Kiinaの歌声を味わい尽くす♬〜150「大利根無情」

カバー曲の最後を飾るのは、三波春夫さん「大利根無情」です。

https://columbia.jp/artist-info/hikawa/discography/COCP-34503-4.html

Kiinaの歌唱はこちら

https://m.youtube.com/watch?v=Y6HDQi7p5A4

歌詞は歌ネットより。

https://www.uta-net.com/song/230986/

 

Kiinaは、このアルバムに収録する前に2001年のファーストコンサートでこの曲を披露していますね。セリフの部分は司会のガダルカナルタカさんだったかな?

レコーディングしていない曲を敢えてセットリストに入れたのは、「氷川きよしは、この若さで『大利根無情』を歌えるほどの大器だ』と」世間へ向けてのデモンストレーションの意味もあったのかなと思います。

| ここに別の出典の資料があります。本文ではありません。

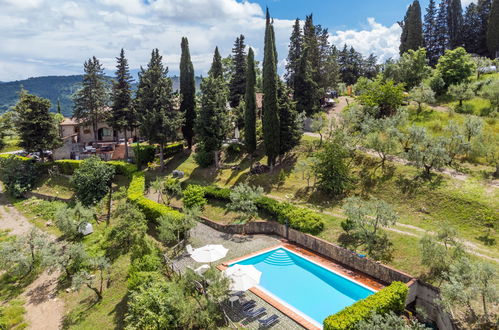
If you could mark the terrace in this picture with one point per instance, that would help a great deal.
(242, 247)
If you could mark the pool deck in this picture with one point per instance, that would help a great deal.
(325, 262)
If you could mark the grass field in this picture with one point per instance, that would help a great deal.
(468, 205)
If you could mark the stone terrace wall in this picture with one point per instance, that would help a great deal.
(420, 294)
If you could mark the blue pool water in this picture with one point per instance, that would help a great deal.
(306, 286)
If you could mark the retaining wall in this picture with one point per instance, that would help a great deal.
(420, 294)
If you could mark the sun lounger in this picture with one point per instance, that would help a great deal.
(249, 306)
(254, 313)
(269, 321)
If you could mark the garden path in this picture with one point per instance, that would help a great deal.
(44, 311)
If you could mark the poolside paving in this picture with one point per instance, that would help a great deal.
(238, 246)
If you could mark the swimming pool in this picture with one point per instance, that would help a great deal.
(304, 286)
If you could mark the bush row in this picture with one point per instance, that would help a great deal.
(68, 166)
(145, 154)
(298, 218)
(151, 209)
(392, 298)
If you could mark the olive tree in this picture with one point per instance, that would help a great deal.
(19, 256)
(422, 94)
(243, 201)
(470, 293)
(71, 220)
(92, 180)
(461, 92)
(85, 278)
(363, 225)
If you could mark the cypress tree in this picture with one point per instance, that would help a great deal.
(290, 121)
(483, 8)
(270, 105)
(250, 105)
(212, 122)
(37, 129)
(471, 29)
(216, 70)
(306, 93)
(455, 23)
(159, 120)
(188, 92)
(493, 30)
(237, 86)
(121, 118)
(294, 54)
(91, 99)
(442, 28)
(430, 33)
(412, 29)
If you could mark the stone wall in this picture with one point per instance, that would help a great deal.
(421, 295)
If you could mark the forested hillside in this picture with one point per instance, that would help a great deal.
(52, 88)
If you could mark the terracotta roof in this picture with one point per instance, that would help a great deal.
(68, 122)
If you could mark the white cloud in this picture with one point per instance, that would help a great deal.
(382, 41)
(41, 37)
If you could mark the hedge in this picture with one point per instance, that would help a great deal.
(68, 166)
(392, 298)
(145, 154)
(151, 209)
(298, 218)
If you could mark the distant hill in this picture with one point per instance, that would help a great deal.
(52, 88)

そして、23歳のKiinaは見事にこの難曲を歌い上げてみせました。

 

「大利根無情」は、実在した人物が主人公です。

天保年間に下総に一家を構える笹川の繁蔵と飯岡の助五郎の間に大喧嘩があり、笹川の繁蔵側の死者として平手造酒(本名は違うようです)の名前が記録されていたことから、講談や浪曲を介して現在までその名前が残りました。

 

江戸時代、家を継げない下級武士の次男、三男は他家へ婿養子に入るか、腕に覚えがあれば剣の技を磨き剣術師範として迎え入れられるかしか生きる道がありませんでした。

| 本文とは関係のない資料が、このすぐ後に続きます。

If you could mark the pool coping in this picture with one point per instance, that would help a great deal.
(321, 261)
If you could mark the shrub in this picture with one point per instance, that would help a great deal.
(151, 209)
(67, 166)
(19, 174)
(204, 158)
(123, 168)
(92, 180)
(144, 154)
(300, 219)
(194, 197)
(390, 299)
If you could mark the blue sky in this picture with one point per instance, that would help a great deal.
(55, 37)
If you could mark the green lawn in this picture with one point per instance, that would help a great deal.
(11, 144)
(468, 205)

紀州から江戸の千葉道場で修行を積んだ平手造酒は、あと一歩で師匠から仕官先を紹介してもらえるというところでしくじり、流れ流れてやくざの食客に身を落とした挙句に無惨な死を遂げました。

 

そんな人生を送るしかなかった浪人は、この時代数えきれないほどいたのでしょう。

たまたま平手造酒だけが"やくざがらみ"で後世まで名を残すことになりました。

 

去年の90公演に及ぶ劇場公演で、Kiinaは「悪い奴を斬るだけの立ち回りはしたくない。悪い人にも悪くなっただけの理由があるはず。自分は悪人がひとりも出てこないお芝居をやりたい」と、繰り返しお話ししていました。

その言葉に私はガツンとやられました。

 

石松さん、一心太助、銭形平次、め組の辰五郎どれだけ回数をこなしても、Kiinaの立ち回りには目覚ましい進歩が私には感じられませんでした。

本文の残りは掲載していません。